Ein Schild, das die IG BAU in Wuppertal gern häufiger sehen würde: „Vor allem beim sozialen Wohnungsbau haben Baustellenschilder Seltenheitswert. Es werden einfach zu wenige Sozialwohnungen neu gebaut“, so die Gewerkschaft. Foto: IG BAU | Florian Göricke

Die Industriegewerkschaft Bauen-Agrar-Umwelt (IG BAU) hebt die finanzielle Unterstützung des Staates für das Wohnen in Wuppertal hervor. Laut aktuellen Statistiken der Bundesagentur für Arbeit hat der Staat im letzten Herbst rund 21.600 Haushalten mit insgesamt 41.000 Einwohnern in Wuppertal bei den Kosten der Unterkunft geholfen. Dies entspricht einer Ausgabe von über 8,1 Millionen Euro allein für Kaltmieten im Oktober letzten Jahres.

Starker Bedarf an Sozialwohnungen

Trotz dieser finanziellen Unterstützung besteht weiterhin ein hoher Bedarf an Sozialwohnungen in Wuppertal. Die IG BAU weist darauf hin, dass der Staat monatlich beträchtliche Summen für Mieten ausgibt, um den Menschen das Wohnen zu ermöglichen. Die Gewerkschaft betont die Bedeutung von Sozialwohnungen als langfristige Lösung, um unabhängig von den Schwankungen auf dem Wohnungsmarkt zu sein und die Mietpreise stabil zu halten.

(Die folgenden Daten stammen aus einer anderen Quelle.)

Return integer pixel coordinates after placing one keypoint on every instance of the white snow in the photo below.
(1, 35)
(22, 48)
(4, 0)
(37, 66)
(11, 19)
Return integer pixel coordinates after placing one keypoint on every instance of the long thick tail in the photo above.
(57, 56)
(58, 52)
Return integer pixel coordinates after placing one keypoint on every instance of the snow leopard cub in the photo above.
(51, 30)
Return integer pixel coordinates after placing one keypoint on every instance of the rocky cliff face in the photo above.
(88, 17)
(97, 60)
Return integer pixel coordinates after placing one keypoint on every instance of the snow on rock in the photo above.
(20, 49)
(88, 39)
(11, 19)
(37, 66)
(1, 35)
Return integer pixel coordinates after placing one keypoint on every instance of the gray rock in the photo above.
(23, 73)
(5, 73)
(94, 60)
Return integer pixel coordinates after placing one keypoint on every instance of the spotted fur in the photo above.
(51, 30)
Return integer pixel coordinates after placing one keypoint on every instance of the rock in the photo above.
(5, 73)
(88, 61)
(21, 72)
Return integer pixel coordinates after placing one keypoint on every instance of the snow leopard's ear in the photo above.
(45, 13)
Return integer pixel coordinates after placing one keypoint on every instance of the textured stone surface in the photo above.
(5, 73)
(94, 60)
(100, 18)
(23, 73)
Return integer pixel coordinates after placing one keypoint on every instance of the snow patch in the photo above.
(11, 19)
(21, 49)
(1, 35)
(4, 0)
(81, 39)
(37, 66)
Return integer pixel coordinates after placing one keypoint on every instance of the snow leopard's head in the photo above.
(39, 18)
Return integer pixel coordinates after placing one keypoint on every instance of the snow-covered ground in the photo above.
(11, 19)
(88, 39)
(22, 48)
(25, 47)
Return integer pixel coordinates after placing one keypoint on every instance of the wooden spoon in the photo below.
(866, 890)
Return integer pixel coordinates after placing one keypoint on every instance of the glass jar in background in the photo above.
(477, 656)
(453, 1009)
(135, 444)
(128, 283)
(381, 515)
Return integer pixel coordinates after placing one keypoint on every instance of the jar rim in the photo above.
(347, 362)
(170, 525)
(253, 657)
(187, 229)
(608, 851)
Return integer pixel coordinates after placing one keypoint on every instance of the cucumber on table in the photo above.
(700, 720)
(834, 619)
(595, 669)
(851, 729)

Appell für mehr Sozialwohnungen

Die IG BAU ruft die Bundes- und Landtagsabgeordneten in Wuppertal dazu auf, sich für den verstärkten Bau von Sozialwohnungen einzusetzen. Die Schaffung von Sozialwohnungen würde es insbesondere benachteiligten Gruppen erleichtern, eine angemessene Unterkunft zu finden. Die Gewerkschaft kritisiert das bisherige Versäumnis von Bund und Ländern im sozialen Wohnungsbau und fordert eine dringende Investition in den Bau neuer Sozialwohnungen.

Forderungen der IG BAU

Die IG BAU unterstützt die Forderung nach einem bundesweiten Sofort-Budget für den Sozialwohnungsbau von 50 Milliarden Euro. Darüber hinaus fordert sie eine Senkung der Mehrwertsteuer für den Neubau von Sozialwohnungen sowie eine Sozialquote bei der Vergabe von Sozialwohnungen, um benachteiligte Gruppen zu bevorzugen.

Die Gewerkschaft betont, dass der Mangel an Sozialwohnungen ein akutes Problem ist, das sofortige Maßnahmen erfordert. Sie fordert eine rasche Umsetzung dieser Forderungen, um den Bedarf an bezahlbarem Wohnraum zu decken und die Lebensbedingungen für die Menschen in Wuppertal zu verbessern.